From around 1830 another gas works built in the Old Kent Road and
supplied some of the area – although private agreements were soon made between
the gas companies as to the areas in which they were to supply their gas. Deptford lay between the two and, as more and
towns had gas works of their own, Deptford people began to want their own gas
lighting supply from their own works. In due course they were to get it – but
from a very unlikely source.
In October
1834 Kentish Mercury announced a meeting 'for the purpose of considering the
expediency of immediately forming a GAS LIGHT ESTABLISHMENT'. It was agreed
that Deptford 'presents peculiar local facilities for the advantageous
formation' of such a body and it was proposed to call it the 'Deptford and
Greenwich GasLight Company'.
In due course
the Mercury carried a notice of the formation of the company and announced a
Board. It must be said that a number of
undated documents exist which give the names of Board members for a Greenwich
and Deptford Gas Co. – not one of them is the same as any other.
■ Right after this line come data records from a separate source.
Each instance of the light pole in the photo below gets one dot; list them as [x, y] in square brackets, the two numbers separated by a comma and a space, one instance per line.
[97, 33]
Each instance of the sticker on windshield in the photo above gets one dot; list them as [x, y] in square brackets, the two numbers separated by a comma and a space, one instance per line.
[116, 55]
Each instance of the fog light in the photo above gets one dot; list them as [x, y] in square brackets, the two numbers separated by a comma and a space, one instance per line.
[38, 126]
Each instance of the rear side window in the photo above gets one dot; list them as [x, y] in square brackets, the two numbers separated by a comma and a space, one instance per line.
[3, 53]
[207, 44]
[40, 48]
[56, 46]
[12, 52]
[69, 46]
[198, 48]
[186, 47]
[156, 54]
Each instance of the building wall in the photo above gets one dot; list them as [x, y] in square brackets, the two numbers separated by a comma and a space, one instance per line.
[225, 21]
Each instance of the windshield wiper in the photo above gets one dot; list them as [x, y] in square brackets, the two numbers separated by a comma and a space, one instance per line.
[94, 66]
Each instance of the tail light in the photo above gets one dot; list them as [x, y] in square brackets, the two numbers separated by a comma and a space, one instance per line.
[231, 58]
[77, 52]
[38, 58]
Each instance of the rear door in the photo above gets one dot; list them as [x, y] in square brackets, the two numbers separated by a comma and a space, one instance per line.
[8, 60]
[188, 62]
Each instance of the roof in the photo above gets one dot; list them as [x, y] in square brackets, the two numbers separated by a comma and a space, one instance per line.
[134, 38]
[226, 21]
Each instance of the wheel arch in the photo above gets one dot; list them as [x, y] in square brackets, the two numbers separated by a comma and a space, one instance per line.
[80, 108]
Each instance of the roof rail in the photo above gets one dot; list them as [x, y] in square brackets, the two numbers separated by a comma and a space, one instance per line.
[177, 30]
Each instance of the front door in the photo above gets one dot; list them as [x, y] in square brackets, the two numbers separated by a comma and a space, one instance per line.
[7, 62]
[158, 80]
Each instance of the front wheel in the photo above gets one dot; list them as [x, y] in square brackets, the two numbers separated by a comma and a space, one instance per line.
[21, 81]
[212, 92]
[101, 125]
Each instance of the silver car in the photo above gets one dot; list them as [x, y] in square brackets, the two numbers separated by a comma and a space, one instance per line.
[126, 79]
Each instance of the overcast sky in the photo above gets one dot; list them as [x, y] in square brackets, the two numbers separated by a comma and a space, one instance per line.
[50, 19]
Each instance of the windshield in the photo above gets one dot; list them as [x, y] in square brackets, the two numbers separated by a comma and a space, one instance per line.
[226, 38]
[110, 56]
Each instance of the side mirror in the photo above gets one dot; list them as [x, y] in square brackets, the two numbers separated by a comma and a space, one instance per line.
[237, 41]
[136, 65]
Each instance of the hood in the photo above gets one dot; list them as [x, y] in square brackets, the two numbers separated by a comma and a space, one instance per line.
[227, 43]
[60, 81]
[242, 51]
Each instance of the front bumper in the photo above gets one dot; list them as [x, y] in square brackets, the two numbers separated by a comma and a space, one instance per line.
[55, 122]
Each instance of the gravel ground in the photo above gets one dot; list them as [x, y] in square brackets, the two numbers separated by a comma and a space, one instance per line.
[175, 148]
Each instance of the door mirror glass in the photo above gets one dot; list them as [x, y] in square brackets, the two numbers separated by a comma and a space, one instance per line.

However since
this is dated and appeared in the local press we can be sure of what it refers
to. The directors included Sir William
Beatty of the Royal Hospital, which implies that the new company had the
blessing of the powerful body and another director was George Smith, future
surveyor for Morden College, as well as Thomas Brocklebank and Adam Gordon.
Important local shipbuilders. After
such a good start it is shame to have to relate that nothing else seems to be
heard about this body.
At some stage
an Act of Parliament for a Deptford Gas Works was achieved = we know this
because there is an undated report of a celebratory dinner held in a pun on
Deptford Broadway. It was a 'sumptuous entertainment' for a 'numerous and
highly respectable' company. They
toasted everyone and everything from The Old Oak Tree' to ' The Army and Navy'
and everyone else – but I don't think they ever built a gas works. The only little bit of doubt is that there
was a gas works – a very small one – built near the Blackhorse Bridge on the
Surrey Canal. As recently as 1986 there was a small gas installation there with
a notice inviting you to ring the SouthEastern Gas Board at New Cross for
information. Nothing seems to be known about it – was that the much-celebrated
Deptford Gas Works.
Meanwhile, as
the 1830s progressed, excitement and innovation was in the air in
Greenwich. The first steam railway in
London – the first suburban railway in the world - was to come to
Greenwich. As plans advanced for the
scheme so the Greenwich pamphleteers and satirists were, as usual, out in
force. It appeared that not only was
this railway to be the first in London but also would incorporate a number of
novel features. Along with the boulevard and the inclined plane at Deptford
were plans for an integrated scheme of gas lighting.
The engineer
to the London and Greenwich Railway Company was George Landmann. He had had a distinguished career in the
Royal Engineers but had sold his commission in 1824. In the intervening ten
years he had worked as Engineer to the Imperial Continental Gas Association –
travelling round Europe to construct gas works in Continental towns. In turning his hand to railway construction
it is only natural that he should also think about how gas could be used as
part of the scheme.
A separate
company – The Greenwich Railway Gas Co. – was set up in 1836 with the same
board membership as the railway itself. It was proposed to light the line with
gas lamps –"lights at a distance of
21 yards on each side of the railway and also a number of lights for the
stopping places each end of the road making in all about 700 lights"
and
to supply gas lighting to stations and to cottages built in the arches under
the railways. In a then revolutionary
step it was also proposed to supply the cottages with gas cooking apparatus. It seems very likely that part of the plan
was to make coke on site for use by the locomotives. The gas works itself was to occupy the site
upriver of the railway on the Deptford side of Deptford Creek – a site which is
very easy to see from the train today and which lies apparently derelict as it
has done for many years.
As plans for
the railway began to emerge Phoenix Company first of all became concerned about
the potential of the railway for damage to the gas mains and Mr. Tilson, now
acting as the company's solicitor, took steps to see that a clause was inserted
in the Parliamentary Bill for the railway requiring compensation for any
damage. The railway was not making its
own coke when it opened in 1836 and Phoenix was able to supply coke to them for
the locomotives. What Phoenix did not
know was that Colonel Landmann had been discussion with the rival South
Metropolitan company, based in the old Kent Road, on the question of a supply
of gas for the stations and for the line.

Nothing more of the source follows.